The Russia-Ukraine conflict puts a damper on India’s much-awaited DefExpo 2022, prompting the Ministry of Defence (MoD) to postpone the event. The exhibition was originally scheduled to take place from March 10 to March 14 in Gandhinagar, Gujarat.
The surprise announcement was due to “logistical problems with participants,” according to the ministry. The event could have been an excellent opportunity for India’s indigenous defense sector to showcase its products. Foreign corporations also wanted to demonstrate their arms and equipment in order to attract the Indian armed forces.
The Naval Group of France, for example, was expected to display cutting-edge technology, as well as submarines, weapons, and also innovative solutions. The company is seen as a leading player in India’s plans to build nuclear-powered submarines.
The company has a long-standing strategic engagement with India. Furthermore, the Naval Group frequently emphasizes its support for the ‘Make in India’ campaign as well as its initiatives to form industrial relationships with the Indian Navy, shipyards, and industry.
In 2008, the Naval Group established its India subsidiary. Called Naval Group India, it is tasked with finding and evaluating local industrial partners for both current and future projects aligned with the ‘Make in India’ program.
Alain Guillou, Senior Executive Vice President (Development), said, “The Naval Group India has paved the way for many successful milestones synced with the ‘Make in India’ policy of the Indian Government.”
In recent years, the Naval Group has been a prominent contender for Indian Navy projects. For the 12th edition of DefExpo, Naval Group was intended to bring the best-in-class future submarine with superior propulsions, armaments – F21 torpedo – and cutting-edge technologies for future usage by the Indian Navy.
The company had promoted the F21 torpedo as the show-stopper at India’s flagship defense show. It is the first heavyweight torpedo, with considerably superior characteristics to any other weapons in its class. It has the ability to complete complex missions independently, according to the manufacturer.
This torpedo has a high level of computational capability, allowing it to perform extraordinary real-time processing, possess improved autonomy, and have an advanced mission system. The Naval Group is a manufacturer, integrator, and developer of advanced battle management systems for these torpedoes.
“It also undertakes the task of seamlessly integrating this torpedo on-board the Scorpene submarines which are part of the Indian Navy’s submarine fleet,” the company said.

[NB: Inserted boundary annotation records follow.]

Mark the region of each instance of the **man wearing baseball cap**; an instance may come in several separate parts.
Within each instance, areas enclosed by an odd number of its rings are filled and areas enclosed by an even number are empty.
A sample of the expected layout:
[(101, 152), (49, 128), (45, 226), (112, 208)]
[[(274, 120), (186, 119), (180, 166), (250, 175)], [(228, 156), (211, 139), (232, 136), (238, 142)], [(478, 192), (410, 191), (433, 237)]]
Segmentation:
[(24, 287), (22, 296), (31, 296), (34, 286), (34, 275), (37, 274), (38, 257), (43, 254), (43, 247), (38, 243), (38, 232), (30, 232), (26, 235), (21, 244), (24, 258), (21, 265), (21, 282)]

The French company also had planned to showcase its newest submarine concept, the SMX 31E, which incorporates cutting-edge digital technologies for increased operational efficiency and versatility. Steadier for improved operational efficiency and substantial diversity of use.
It boasts more stealth features thanks to a new scaled biomimetic coating. According to the business, the submarine design’s endurance, which allows the crew to be submerged for months, is another salient feature of the platform. It also comes with a “revolutionary propulsion system”.
The new generation submarine will be able to monitor areas ten times greater than previous models, and it will employ powerful artificial intelligence technology to provide maximum connectivity with the rest of the fleet in a distributed underwater network, the company claims.
This innovative digital design will aid the crew in swiftly collecting and processing data from remote sensors, allowing them to handle underwater tactical situations.
Franco-Indian Nuclear Sub Project?
A mockup of the Barracuda-class new generation of French fast attack (SSN) submarine was also to be displayed by the Naval Group. The company claims the nuclear-powered vessel is capable of performing a wide range of missions, including information collection, special operations, deep strikes, anti-surface and anti-submarine warfare.
France is thought to be offering this submarine to the Indian Navy. It was claimed in December last year, during French Defense Minister Florence Parly’s visit to Delhi, that Paris had proposed its Barracuda nuclear attack submarine for the Indian Navy’s Project 75 Alpha.
Naval Group is reportedly offering this submarine to India for its Project 75 Alpha. Under this project, the Indian Navy aims to procure new nuclear-powered attack submarines. This project became more vital for France in the wake of the AUKUS snub as the country lost a lucrative submarine deal with Australia.
The fact that France was not included in the AUKUS (US, UK, and Australia) agreement evoked a strong reaction from Paris. Recently, it was reported that France has even removed Australia from its list of close “strategic partners” as the European nation plans a new Indo-Pacific strategy.
Regardless of the fact that this was a major setback for France, many analysts believed it was a positive thing for India’s defense industry.
Amit Gupta, Associate Professor at the USAF Air War College, in his Op-ed for EurAsian Times wrote, “France is smarting under the rejection by Australia of the conventional submarine deal and it may well be interested in providing the technology to India. Also, Paris sees itself as a player in the Indo-Pacific and such a move would strengthen its credentials as a partner in the region.”